In time he passed as in a vision from wretched Brindisi to
charming Corfu, from Corfu to the little
war-bitten city of Patras and from Patras by rail at the speed of
an ox-cart to Athens.

With a smile of grim content and surrounded in his carriage
with all his beautiful brown luggage, he swept through the
dusty streets of the Greek capital. Even as the vehicle arrived in
a great terraced square in front of the yellow palace, Greek
recruits in garments representing many trades and many
characters were marching up cheering for Greece and the king.

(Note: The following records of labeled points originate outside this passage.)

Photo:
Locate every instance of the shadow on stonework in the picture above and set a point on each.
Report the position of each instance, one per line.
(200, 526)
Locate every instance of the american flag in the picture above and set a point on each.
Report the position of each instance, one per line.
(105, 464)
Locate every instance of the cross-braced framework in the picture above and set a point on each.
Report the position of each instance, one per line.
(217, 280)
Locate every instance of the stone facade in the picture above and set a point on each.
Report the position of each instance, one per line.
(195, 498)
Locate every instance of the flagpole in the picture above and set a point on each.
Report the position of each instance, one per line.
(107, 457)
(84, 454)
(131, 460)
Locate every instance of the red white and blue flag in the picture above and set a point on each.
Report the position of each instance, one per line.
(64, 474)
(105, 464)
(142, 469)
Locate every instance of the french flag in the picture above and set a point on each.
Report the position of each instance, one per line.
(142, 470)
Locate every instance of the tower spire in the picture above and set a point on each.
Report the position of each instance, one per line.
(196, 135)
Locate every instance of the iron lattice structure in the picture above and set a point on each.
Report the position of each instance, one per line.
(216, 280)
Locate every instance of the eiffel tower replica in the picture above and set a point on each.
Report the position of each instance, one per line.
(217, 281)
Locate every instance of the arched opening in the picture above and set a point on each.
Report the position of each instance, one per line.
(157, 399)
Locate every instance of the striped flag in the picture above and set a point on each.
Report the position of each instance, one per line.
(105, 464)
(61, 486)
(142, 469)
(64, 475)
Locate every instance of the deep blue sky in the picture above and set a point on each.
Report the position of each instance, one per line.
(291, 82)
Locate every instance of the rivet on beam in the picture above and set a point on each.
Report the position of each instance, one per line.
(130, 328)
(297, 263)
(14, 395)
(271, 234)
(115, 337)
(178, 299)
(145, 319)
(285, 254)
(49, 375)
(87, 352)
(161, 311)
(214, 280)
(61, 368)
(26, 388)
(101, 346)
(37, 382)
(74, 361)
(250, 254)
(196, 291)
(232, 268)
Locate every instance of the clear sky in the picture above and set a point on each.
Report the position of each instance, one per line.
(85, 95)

Officers stood upon the little iron chairs in front of the cafes; all
the urchins came running and shouting; ladies waved their
handkerchiefs from the balconies; the whole city was vivified
with a leaping and joyous enthusiasm. The Athenians--as
dragomen or otherwise-had preserved an ardor for their
glorious traditions, and it was as if that in the white dust which
lifted from the plaza and floated across the old-ivory face of the
palace, there were the souls of the capable soldiers of the past.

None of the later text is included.